He turned away with an air of stoical resolution and sauntered steadily towards the door. Teal followed on his heels. Fairweather grasped his umbrella and followed Teal. As they entered the room, where the bed was still disordered from the Saint's recent rising, Simon said: "You've always suspected that I had a collection of secret passages and things here. You were pretty close to the mark, too. This ought to amuse you."
He indicated the door to one side of the bed.
Teal jerked it open. It revealed the interior of a big built-in cupboard in which an assortment of suits from the Saint's unlimited wardrobe hung on a long rail like a file of thin soldiers.
The Saint sat dejectedly on the side of the bed.
"Just push the wall at the end and it opens," he said listlessly.
Teal shoved himself grimly in, shouldering the rank of suits aside. Fairweather stepped up to the door and peered in after him.
What happened next was a succession of startling events of which Mr Fairweather's subsequent recollections were inclined to be confused. It seemed to him that without any warning the back of his collar and the seat of his pants were seized by the grappling mechanism of a kind of bimanual travelling crane. He rose from the ground and moved forward without any effort of his own into the interior of the cupboard, letting out a thin plaintive squeal as he did so. Then his advancing abdomen collided with breathtaking violence with the unyielding posterior of Chief Inspector Teal; the cupboard door slammed behind him; the light overhead went out; darkness descended; there was the sound of a key turning in the lock; and after that there was as much empty and unhelpful silence as Teal's sporadic sputtering of inspired profanity left room for…

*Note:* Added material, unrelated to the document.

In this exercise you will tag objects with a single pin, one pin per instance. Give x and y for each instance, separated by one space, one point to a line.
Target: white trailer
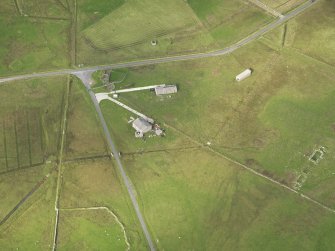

Simon Templar moved swiftly out of the bedroom and locked that door also after him.
Now he was in it up to the neck, but he felt only an exuberant elation. As soon as Teal and Fairweather got out, which they must do in a comparatively short time, he would be a hunted man with all the nation-wide networks of the law spread out to catch him; but he only felt as if a burden had been taken off his shoulders. He had lived like that in the old days, when every man's hand was against him and death or ignominious defeat waited for him around every carelessly turned corner, and in those days he had known life at its keenest rapture, with a fullness that men who led safe humdrum existences could never know. Now at least the issues were clean cut and unevadable. Perhaps he had been respectable for too long…
The telephone was ringing again. He picked it up.
"Hi, boss," said Mr Uniatz plaintively. "We got cut off."
"We didn't," said the Saint tersely. "That was your old friend Claud Eustace Teal you were talking to."
There was a long silence.
"Did I hear what you said, boss?"
"I hope so."
"You mean he hears what I said about de goil?"
"Yes."
"But I ask him is he you and he says he is," complained Hoppy, as if appalled by this revelation of the depths of perfidy to which a human being could sink.
Words rose to Simon's lips — short Anglo-Saxon words, colourful and expressive. But what was the use? Dull thudding noises reminiscent of an enraged crocodile lashing its tail in a wooden crate reached him through the walls. His time was short.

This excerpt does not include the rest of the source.